Menurut Sekhum, di Tegal para kiai dan masyarakat muslim terbiasa bertabayyun, menjelaskan duduk persoalan kalau ada informasi yang salah tafsir. Mestinya, begitu juga dalam dunia medsos. Biasakan kita untuk saling bertabayyun kalau mendengar dan menerima informasi di dunia maya yang dirasa meragukan dan dikhawatirkan memicu keresahan masyarakat.
”Dengan tabayyun, maka segala kesesatan informasi bisa disejukkan dan nyaman buat semua warga medsos, baik di Tegal maupun seluruh Indonesia. Tidak gampang terpicu emosi dan amarahnya oleh info bohong yang menyesatkan,” pesan Sekhun Ichrom.
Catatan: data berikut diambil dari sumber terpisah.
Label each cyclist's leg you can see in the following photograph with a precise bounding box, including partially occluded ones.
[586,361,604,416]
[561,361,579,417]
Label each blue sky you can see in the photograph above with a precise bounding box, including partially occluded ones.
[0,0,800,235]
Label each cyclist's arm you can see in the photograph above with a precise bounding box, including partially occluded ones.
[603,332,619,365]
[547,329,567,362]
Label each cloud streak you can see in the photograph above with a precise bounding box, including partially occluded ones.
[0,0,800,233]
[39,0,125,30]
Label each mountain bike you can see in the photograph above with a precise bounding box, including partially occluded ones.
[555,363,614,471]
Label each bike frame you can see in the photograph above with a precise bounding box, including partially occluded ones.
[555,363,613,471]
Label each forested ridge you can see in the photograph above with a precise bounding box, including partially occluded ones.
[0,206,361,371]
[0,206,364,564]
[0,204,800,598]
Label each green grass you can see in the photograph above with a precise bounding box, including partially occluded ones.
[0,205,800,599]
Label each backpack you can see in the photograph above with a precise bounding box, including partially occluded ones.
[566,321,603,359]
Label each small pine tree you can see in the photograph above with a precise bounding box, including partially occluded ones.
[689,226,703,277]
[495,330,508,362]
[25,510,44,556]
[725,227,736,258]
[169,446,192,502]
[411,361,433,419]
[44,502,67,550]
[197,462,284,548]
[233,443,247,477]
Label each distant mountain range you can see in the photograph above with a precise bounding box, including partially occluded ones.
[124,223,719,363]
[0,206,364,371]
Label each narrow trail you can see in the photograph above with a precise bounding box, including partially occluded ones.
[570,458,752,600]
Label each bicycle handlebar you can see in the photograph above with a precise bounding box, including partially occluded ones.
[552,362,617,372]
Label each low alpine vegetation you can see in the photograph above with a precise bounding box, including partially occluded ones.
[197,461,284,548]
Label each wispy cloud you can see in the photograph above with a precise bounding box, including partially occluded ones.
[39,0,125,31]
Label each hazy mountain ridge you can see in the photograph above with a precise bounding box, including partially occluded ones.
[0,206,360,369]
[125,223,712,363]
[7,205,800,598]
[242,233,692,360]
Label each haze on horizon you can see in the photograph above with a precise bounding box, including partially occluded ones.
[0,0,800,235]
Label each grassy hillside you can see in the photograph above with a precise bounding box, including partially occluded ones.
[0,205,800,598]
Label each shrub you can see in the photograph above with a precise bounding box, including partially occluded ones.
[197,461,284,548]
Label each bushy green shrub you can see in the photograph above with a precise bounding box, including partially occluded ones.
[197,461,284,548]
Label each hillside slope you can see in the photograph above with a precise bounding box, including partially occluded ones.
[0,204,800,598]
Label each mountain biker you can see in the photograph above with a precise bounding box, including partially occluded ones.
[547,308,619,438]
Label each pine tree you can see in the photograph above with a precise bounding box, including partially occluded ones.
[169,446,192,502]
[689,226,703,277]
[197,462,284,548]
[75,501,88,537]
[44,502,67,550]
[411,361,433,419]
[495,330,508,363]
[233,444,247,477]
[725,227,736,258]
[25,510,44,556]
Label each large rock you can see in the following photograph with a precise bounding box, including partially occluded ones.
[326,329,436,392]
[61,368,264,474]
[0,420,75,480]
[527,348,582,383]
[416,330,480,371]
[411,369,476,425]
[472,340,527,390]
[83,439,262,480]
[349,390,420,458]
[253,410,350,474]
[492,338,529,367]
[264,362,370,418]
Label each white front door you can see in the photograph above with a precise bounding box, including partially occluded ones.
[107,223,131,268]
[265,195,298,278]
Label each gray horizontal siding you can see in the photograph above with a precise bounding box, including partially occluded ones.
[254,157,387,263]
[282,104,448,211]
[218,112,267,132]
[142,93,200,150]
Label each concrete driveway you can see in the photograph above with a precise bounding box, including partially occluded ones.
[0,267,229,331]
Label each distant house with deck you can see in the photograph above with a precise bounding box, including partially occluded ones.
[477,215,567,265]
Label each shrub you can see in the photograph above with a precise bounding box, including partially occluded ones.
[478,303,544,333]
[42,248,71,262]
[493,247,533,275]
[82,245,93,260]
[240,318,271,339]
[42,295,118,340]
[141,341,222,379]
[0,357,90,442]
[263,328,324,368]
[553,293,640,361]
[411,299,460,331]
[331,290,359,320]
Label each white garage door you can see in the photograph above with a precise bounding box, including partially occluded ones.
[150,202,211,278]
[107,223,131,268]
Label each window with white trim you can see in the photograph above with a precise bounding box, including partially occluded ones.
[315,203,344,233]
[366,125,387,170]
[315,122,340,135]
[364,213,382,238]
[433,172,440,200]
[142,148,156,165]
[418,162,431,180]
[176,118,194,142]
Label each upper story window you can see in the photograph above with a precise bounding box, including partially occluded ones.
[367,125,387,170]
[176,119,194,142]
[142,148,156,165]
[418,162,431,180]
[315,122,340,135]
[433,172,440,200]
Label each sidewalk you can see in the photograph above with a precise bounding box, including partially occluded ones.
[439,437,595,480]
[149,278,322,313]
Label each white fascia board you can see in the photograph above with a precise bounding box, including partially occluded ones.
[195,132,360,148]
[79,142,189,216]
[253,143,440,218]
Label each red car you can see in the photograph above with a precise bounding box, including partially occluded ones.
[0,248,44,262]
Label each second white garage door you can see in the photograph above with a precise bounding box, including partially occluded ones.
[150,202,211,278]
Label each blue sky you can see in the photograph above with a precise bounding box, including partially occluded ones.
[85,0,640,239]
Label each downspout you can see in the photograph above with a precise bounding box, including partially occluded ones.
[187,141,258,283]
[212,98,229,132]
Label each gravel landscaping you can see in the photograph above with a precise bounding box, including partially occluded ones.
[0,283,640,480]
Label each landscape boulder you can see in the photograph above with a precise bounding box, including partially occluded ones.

Apalagi, lanjut Sekhun, update situasi di Jawa Tengah pada akhir Juni 2021, dari 35 kabupaten/kota di Jawa Tengah sudah 25 kab/kota yang terpapar zona merah, sehingga Gubernur Ganjar Pranowo mengharuskan warga mengurangi kerumunan dan bekerja dari rumah (work from home). ”Budaya tabayyun di medsos menjadi semakin diperlukan dan ditradisikan di dalam pergaulan digital lintas warga, karena kesejukan di dunia maya tentu akan tercermin dalam dunia nyata,” kata Sekhun.
”Dan, kalau kesejukan bisa dipertahankan, semoga suasana tentram yang tercipta akan menambah imun warga dan membuat pandemi cepat berlalu dari Tegal dan Indonesia,” pungkas Sekhun.